そうならなかったのはメイオさんと夕熾さんの手助けがあったことはもちろんだが、星の複製などという暴挙にいちど晒されてしまったことで、たいしたことがないと思えるようになったからかもしれない。
それはこの星の魔物の数、正確には核を持った生物である。
全く同じと言ってもいい双子の星が生まれたあの日、誰もその存在を知ることはなかった。
当たり前のことだ。あの太陽の向こうにもう一つ同じような星があるのだ、などと世迷事としか思えないだろう。
しかし、この星を覆い尽くすほどの魔力が使われたのだ。魔力の存在を感知できるものは真夜中にもかかわらず目を覚まし、あるものは表情を青くし、ある者は恐慌し、あるものは発狂したのだそうだ。あれから新しくできた星の様子を経過観察していた私たちはその情報を知って苦い顔をしていた。

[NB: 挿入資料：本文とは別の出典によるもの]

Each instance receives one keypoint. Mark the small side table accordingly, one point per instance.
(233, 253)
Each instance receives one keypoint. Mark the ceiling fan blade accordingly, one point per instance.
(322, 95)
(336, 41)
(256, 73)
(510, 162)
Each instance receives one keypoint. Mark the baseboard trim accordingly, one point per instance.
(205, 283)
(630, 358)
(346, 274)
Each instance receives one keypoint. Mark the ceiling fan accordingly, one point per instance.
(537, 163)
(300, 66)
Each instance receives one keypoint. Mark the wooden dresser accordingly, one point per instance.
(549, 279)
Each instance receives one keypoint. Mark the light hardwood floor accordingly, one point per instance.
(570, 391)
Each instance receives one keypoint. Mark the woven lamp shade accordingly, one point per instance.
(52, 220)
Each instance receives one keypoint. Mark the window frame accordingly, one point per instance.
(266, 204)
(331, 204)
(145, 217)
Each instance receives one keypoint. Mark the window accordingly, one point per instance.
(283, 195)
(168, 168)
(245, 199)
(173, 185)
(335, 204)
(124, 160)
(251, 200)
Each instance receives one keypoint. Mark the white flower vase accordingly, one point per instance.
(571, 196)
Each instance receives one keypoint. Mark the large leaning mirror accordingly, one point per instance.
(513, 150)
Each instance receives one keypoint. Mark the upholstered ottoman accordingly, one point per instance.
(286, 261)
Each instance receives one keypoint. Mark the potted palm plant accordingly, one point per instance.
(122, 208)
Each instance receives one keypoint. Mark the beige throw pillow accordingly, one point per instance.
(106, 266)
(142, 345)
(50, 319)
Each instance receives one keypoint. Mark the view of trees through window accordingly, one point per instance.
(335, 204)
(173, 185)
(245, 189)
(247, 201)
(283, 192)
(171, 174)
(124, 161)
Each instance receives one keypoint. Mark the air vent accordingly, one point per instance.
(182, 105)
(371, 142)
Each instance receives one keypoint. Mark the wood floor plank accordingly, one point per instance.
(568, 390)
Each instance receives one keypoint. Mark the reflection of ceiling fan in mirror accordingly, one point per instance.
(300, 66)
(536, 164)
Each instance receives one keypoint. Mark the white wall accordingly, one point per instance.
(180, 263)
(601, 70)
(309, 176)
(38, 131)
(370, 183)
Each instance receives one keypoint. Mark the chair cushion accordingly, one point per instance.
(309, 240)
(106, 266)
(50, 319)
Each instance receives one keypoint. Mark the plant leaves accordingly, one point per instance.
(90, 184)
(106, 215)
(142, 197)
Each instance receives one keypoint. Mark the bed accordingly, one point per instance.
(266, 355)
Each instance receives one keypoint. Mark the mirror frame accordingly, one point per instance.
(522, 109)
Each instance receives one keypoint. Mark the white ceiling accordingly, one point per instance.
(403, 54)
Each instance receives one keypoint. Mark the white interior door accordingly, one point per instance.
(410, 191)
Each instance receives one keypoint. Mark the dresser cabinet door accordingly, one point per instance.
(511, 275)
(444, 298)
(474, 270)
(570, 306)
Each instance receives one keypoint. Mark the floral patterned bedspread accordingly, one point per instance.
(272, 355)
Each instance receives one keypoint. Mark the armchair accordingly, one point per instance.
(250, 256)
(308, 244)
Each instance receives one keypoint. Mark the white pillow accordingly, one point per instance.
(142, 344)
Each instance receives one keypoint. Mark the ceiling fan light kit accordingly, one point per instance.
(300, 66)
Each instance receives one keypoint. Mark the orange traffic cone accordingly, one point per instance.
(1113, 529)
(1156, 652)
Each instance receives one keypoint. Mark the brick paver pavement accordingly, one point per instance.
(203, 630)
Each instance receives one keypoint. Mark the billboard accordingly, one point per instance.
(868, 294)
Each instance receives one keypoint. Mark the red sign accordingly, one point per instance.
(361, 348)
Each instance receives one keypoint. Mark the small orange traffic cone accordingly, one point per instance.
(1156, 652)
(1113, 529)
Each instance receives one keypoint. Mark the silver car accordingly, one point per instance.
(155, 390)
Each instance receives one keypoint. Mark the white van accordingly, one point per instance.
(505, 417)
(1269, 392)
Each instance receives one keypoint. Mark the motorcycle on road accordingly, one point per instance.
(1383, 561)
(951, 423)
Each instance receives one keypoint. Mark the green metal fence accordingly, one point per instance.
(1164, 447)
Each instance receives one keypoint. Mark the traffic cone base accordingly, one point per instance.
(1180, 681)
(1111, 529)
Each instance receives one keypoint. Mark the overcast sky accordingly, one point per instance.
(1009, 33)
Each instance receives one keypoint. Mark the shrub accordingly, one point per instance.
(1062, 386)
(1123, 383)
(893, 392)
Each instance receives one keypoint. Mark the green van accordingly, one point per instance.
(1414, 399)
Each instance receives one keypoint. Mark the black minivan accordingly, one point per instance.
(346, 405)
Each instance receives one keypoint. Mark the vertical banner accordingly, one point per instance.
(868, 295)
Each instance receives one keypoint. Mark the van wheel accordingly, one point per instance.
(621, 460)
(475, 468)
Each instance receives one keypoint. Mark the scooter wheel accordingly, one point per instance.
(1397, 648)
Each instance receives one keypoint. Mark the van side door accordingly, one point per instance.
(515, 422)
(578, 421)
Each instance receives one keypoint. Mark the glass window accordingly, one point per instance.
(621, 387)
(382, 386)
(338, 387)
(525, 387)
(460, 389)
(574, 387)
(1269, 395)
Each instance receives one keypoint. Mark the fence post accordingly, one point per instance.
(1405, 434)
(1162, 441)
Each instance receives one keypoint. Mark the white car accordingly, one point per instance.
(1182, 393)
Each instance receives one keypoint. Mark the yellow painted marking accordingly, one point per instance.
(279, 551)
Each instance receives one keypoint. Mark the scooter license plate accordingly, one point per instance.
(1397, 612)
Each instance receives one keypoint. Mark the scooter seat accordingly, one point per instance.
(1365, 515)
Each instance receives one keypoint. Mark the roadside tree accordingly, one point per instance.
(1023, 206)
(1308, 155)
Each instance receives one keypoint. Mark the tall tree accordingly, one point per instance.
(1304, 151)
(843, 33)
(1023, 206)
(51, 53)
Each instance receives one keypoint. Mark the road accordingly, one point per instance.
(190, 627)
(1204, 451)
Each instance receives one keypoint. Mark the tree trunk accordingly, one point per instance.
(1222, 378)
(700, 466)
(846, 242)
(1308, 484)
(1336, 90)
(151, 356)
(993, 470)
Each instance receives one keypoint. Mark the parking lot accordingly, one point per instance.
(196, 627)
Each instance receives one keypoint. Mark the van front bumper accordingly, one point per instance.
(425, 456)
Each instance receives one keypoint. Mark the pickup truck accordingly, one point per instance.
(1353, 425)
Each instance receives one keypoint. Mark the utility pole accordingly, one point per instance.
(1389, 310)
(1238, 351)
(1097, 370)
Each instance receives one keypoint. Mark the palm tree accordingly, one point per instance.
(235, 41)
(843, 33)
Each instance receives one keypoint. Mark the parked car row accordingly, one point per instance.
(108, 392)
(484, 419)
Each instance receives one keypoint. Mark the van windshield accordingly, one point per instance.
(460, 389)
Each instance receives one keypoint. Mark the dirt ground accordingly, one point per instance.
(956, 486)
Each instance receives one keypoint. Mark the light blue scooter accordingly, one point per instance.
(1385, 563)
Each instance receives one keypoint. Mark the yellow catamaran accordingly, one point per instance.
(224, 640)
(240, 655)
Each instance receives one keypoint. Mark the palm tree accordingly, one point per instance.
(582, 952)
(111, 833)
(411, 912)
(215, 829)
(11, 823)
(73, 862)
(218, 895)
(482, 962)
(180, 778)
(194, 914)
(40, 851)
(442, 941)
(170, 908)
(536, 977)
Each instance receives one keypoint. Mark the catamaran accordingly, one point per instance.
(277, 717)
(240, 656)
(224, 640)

魔王の陰謀がうごめき出したという話題が至るところで為されたからだ。
魔力を感知できる魔術師達が一斉に起こした行動の余波だった。
人がそう言いはじめただけで実際は違うが、魔王が、人界に手を出すわけではないが、計略を為しているのは半ば間違っていないだけに苦笑いせずにはいられなかったのだ。
10日ほどの観察ではとても検証には不十分であったが、今日次のステップへと移行した。
先日同様、シェアの魔方陣に座り、核を持つ存在を探索し、3人で頷きあうと無数にあった光が次々に消えていったのでした。
「向こうに全員の転移を確認」
「同じく確認した。やったな」
どうやら二人は私以上にみっちりと今回の計画を練っていたようです。
二人は手をたたき合って喜びを分かち合っていました。
ーーーそして私の方へと視線を向け、手を差し向けてきたのです。
「わ、私もいいのでしょうか?お二人ほど何もできていませんし」
思わずそう言ってしまいました。
「馬っ鹿。それぞれが持つ力量に応じた仕事を
して結果を出したんだ。素直に喜んどけばいいんだよ、オルフィメア(・・・・・・)」
「え?」
照れ臭そうにそっぽを向いたメイオさんに私は驚きを隠せませんでした。
ーーーこれまで名前で呼んでくれたことはなかったから。
王女ではなく私個人を認めてくれたのだ。
何故かとても嬉しくて少し視界がぼやけてしまいました。
それを見たメイオさんが珍しく慌てていて、
「まぁ、そういうことだな」
そう言って夕熾さんは両手を挙げて左手を私の右手と、左手でメイオさんの右手と、そして私の左手はメイオさんの右手とハイタッチをしたのです。
この日、人々は魔物の脅威から怯える必要性が無くなったのだが、それを知るものはまだ私たちしかいない。